Figure 4.5 illustrates a hypothetical setting. The initial distribution is either a standard Normal (solid line) with mean zero and variance unity, or a ‘fat-tailed’ distribution (dashed line), which has a high probability of generating ‘outliers’ at unknown times and of unknown magnitudes and signs (sometimes called anomalous ‘black swan events’ as in Taleb 2007). As I(1) time series can be transformed back to I(0) by differencing or cointegration, the Normal distribution often remains the basis for calculating probabilities for statistical inference, as in random sampling from a known distribution. Hendry and Mizon (2014) call this ‘intrinsic unpredictability’, because the uncertainty in the outcome is intrinsic to the properties of the random variables. Large outliers provide examples of ‘instance unpredictability’ since their timings, magnitudes and signs are uncertain, even when they are expected to occur in general, as in speculative asset markets.
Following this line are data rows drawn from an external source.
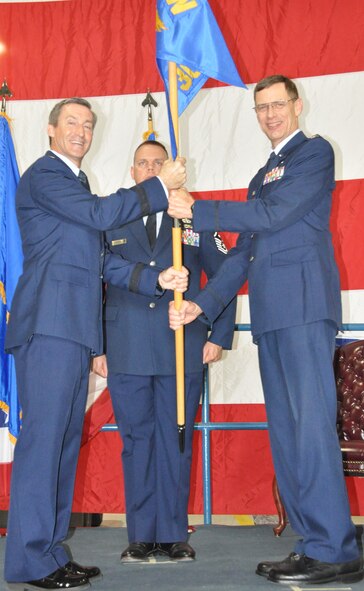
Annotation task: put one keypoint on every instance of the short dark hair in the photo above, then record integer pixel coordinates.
(55, 112)
(151, 143)
(276, 79)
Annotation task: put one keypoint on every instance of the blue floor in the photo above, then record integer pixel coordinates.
(226, 560)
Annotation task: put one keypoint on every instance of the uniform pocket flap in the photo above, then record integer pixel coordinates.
(294, 256)
(70, 273)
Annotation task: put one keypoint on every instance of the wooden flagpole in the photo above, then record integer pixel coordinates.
(177, 264)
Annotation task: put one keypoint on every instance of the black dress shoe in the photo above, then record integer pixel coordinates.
(308, 570)
(138, 552)
(89, 572)
(177, 550)
(264, 568)
(60, 579)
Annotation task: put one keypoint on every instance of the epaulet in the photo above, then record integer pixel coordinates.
(187, 223)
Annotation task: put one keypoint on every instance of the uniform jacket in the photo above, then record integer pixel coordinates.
(138, 338)
(59, 291)
(285, 248)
However, in Fig. 4.5 the baseline distribution experiences a location shift to a new Normal distribution (dotted line) with a mean of −5. As we have already seen, there are many causes for such shifts, and many shifts have occurred historically, precipitated by changes in legislation, wars, financial innovation, science and technology, medical advances, climate change, social mores, evolving beliefs, and different political and economic regimes. Extrinsically unpredictable location shifts can make the new ordinary seem highly unusual relative to the past. In Fig. 4.5, after the shift, outcomes will now usually lie between 3 and 7 standard deviations away from the previous mean, generating an apparent ‘flock’ of black swans, which could never happen with independent sampling from the baseline distribution, even when fat-tails are possible. During the Financial Crisis in 2008, the possibility of location shifts generating many extremely unlikely bad draws does not seem to have been included in risk models. But extrinsic unpredictability happens in the real world (see e.g., Soros 2008): as we have remarked, current outcomes are not highly discrepant draws from the distributions prevalent in the Middle Ages, but ‘normal’ draws from present distributions that have shifted greatly. Moreover, the distributions of many data differences are not stationary: for example, real growth per capita in the UK has increased intermittently since the Industrial Revolution as seen in Fig.  3.2, and most nominal differences have experienced location shifts, illustrated by Fig.  3.3. Hendry (2015) provides dozens of other examples.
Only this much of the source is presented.